J. Christopher Stevens.
In our rush to discuss the political ramifications or the national security issues of the Benghazi attacks, it’s easy to forget the people on the ground. In particular the death in the line of duty by US civil servants. Ambassador Stevens was the first US Ambassador killed in the line of duty since Adoph Dubs died in Afghanistan in 1979 and the first death of serving ambassador since Arnold Raphel in 1988.
He was a career foreign service officer. He started in North Africa as a Peace Corps volunteer in Morocco then became a State Department Near-East hand.

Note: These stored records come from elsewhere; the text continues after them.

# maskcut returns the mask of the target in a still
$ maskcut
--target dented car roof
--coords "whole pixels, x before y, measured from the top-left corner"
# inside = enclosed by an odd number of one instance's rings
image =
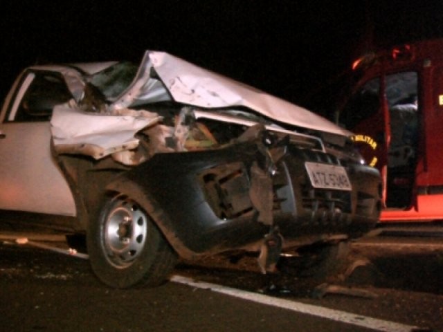
[[[75,66],[91,76],[116,64],[107,62]],[[46,67],[53,70],[55,66]],[[70,76],[76,76],[72,82],[78,82],[78,73],[72,68],[57,66],[56,70],[62,73],[69,86]],[[75,98],[80,98],[83,88],[78,84],[69,86]],[[132,82],[108,100],[111,110],[161,101],[208,109],[244,107],[280,122],[346,136],[352,134],[303,107],[165,52],[147,50]]]
[[[152,77],[152,68],[160,80]],[[206,109],[246,107],[289,124],[352,135],[306,109],[164,52],[145,53],[135,80],[113,107],[130,107],[149,100],[174,100]]]

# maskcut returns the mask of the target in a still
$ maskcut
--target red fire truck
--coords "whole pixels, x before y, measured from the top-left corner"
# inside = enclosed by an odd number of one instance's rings
[[[381,223],[443,219],[443,39],[367,54],[353,69],[338,121],[382,175]]]

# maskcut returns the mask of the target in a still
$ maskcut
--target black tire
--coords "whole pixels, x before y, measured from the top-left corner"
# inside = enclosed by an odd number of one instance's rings
[[[87,244],[93,270],[114,288],[160,285],[177,258],[147,214],[122,195],[106,200],[89,223]]]

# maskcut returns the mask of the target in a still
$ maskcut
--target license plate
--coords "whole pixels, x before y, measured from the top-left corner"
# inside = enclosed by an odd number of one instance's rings
[[[351,190],[351,183],[342,166],[309,162],[305,166],[314,188]]]

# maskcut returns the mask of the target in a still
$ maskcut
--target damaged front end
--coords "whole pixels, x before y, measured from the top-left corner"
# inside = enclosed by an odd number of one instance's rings
[[[374,225],[379,174],[343,148],[350,133],[169,57],[147,53],[118,93],[88,88],[54,109],[53,150],[78,210],[94,215],[96,193],[130,197],[181,257],[253,251],[263,272],[282,251]],[[66,156],[93,160],[82,170],[92,177],[79,176]],[[91,179],[110,170],[91,194]]]

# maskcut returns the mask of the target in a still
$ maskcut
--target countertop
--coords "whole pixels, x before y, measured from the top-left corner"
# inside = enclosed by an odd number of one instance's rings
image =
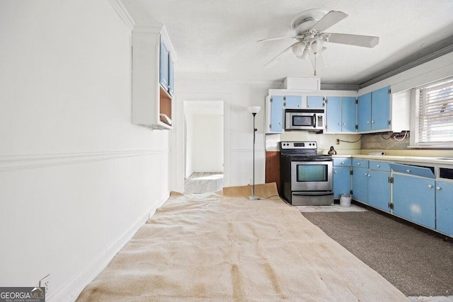
[[[436,165],[453,165],[453,158],[452,157],[425,157],[425,156],[391,156],[391,155],[365,155],[365,154],[353,154],[353,155],[334,155],[333,158],[352,157],[355,158],[362,158],[376,161],[400,161],[403,163],[432,163]]]

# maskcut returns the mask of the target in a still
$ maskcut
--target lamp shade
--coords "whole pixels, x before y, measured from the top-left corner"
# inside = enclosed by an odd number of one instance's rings
[[[261,110],[260,106],[250,106],[248,108],[248,112],[250,113],[258,113]]]

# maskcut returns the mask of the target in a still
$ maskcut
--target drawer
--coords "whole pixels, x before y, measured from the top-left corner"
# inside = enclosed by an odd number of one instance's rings
[[[391,170],[398,173],[427,178],[435,178],[434,173],[429,168],[417,167],[415,165],[403,165],[401,163],[390,163],[390,166],[391,167]]]
[[[352,158],[352,167],[368,168],[367,159]]]
[[[333,166],[334,167],[341,167],[341,166],[350,167],[351,161],[352,161],[352,158],[350,157],[334,158]]]
[[[390,172],[390,164],[385,161],[369,161],[369,168],[379,171]]]

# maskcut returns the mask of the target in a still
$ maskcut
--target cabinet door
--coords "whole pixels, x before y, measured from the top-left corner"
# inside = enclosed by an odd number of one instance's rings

He spoke Arabic and French, was deeply interested in the region he studied and served as Deputy Chief of Mission in Libya for two years before being assigned as the special envoy to the NTC in 2011. He died serving his country doing something he believed in.
All of this, is essentially publicly available information. It’s also easy to overlook.
I never had the pleasure of knowing Ambassador Stevens, but his story is reminiscent of my many friends with careers in international affairs. Whether at the US State Department, the UN or their country’s foreign ministry, they serve in careers that are far too often overshadowed by the military and derided as weakness. They work in multi-varied environments often with volatile circumstances where they have less control than their parent institutions would like.
Let’s not forget that these individuals are often just as much in the line of fire, and are ultimately striving for the cause of peace. And may our debates move beyond the petty and work toward furthering Ambassador Stevens’ work in Libya.